Novak Became Fair Game After He Broke His Silence on Plame

Jay Rosen at PressThink has a good analysis of the imbroglio that led to the on-air meltdown of rightwing propagandist Bob Novak earlier this week.

Rosen points out that in the two years since he published the name of CIA spy Valerie Plame, Novak had maintained a strict policy of not commenting on the case – until last Monday when Novak broke his silence – in his own column – to deny assertions by Bob Harlow, a former CIA official, who said he warned Novak not to publish Plame’s name in his July 2003 column. Novak complained in his column on Monday that the CIA official had not warned him enough. (He should have said, “Bob, Plame’s identity is extra-super-secret,” we suppose.)

Here’s Rosen’s reasoning:

Novak, in order to counter the suggestion that he had been properly warned but went ahead anyway — which he said would be “inexcusable for any journalist and particularly a veteran of 48 years in Washington” — decided to take up his pen. Ladies and gentlemen, he said, people have got to know whether their columnist is a crook. Or a jerk. Or a tool. Did I go ahead with the name of a CIA covert operative despite being warned? No, I did not.

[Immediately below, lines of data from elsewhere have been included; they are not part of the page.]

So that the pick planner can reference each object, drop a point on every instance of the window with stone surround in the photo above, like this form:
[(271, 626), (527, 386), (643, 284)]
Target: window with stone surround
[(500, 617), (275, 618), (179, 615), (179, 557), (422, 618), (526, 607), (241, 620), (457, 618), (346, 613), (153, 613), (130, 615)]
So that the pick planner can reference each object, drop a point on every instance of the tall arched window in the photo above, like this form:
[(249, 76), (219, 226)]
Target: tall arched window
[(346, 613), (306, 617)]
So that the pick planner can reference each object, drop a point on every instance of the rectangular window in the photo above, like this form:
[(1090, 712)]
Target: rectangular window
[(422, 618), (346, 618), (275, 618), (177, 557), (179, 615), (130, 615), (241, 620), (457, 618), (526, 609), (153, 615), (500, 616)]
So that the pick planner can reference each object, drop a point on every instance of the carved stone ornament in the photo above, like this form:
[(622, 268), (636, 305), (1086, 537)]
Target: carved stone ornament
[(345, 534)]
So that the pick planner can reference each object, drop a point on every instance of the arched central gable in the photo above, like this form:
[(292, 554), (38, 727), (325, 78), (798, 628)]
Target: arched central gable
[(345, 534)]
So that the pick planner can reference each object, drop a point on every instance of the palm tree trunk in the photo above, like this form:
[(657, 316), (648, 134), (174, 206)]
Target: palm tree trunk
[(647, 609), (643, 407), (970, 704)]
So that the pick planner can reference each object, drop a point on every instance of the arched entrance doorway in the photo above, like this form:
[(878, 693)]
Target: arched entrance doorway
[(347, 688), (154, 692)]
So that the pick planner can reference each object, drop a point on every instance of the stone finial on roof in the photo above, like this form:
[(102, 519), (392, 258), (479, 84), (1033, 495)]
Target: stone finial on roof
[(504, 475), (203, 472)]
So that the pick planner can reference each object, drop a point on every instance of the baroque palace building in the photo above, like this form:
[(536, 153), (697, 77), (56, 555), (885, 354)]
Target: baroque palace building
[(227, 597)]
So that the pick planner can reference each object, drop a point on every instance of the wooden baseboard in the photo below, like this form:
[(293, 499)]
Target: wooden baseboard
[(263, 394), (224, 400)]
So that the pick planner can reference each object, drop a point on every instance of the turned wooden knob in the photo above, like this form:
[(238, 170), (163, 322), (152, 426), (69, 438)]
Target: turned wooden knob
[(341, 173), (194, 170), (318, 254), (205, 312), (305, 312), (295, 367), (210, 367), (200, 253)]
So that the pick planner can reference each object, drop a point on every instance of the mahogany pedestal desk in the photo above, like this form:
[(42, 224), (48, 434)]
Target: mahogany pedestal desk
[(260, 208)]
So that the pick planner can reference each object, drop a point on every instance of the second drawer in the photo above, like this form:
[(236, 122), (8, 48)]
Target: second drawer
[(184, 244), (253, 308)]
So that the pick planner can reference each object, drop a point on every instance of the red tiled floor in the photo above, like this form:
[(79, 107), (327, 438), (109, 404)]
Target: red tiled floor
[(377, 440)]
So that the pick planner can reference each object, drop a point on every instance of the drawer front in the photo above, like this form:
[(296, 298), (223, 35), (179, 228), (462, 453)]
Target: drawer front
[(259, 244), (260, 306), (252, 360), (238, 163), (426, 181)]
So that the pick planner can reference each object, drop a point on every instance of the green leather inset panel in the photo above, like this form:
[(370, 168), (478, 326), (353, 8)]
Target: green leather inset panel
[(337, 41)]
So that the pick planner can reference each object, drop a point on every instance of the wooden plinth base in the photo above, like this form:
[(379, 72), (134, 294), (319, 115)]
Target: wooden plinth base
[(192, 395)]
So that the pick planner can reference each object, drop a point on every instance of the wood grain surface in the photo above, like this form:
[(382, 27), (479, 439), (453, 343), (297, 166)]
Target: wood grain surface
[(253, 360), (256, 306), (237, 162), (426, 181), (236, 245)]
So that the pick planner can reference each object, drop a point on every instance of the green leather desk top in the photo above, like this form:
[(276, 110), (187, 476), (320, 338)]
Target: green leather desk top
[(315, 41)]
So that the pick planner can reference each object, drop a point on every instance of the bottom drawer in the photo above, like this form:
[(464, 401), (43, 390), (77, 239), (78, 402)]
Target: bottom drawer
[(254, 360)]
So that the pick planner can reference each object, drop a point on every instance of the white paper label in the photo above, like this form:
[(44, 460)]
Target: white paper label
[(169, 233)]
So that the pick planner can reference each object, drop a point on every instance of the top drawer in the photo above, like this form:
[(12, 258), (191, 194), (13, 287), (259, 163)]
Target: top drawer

Old Novak rules: sorry fellas, can’t talk. New rules: Novak chooses when. When to take the Fifth on advice of counsel, when to ignore counsel and respond to the news with his own explanations of what happened to reveal Plame’s name.

This, I believe, is the real cause of Thursday’s break down of professional discipline on air. The legitimacy of Novak’s exemption from questioning had collapsed earlier in the week. Ed Henry knew it and was ready with that news. Novak was not ready to receive it. So he invented an out.

One comment

  • August 7, 2005 - 6:31 am | Permalink

    Rosen’s theory looks pretty good. Add that with the fact that Novak is completely deranged.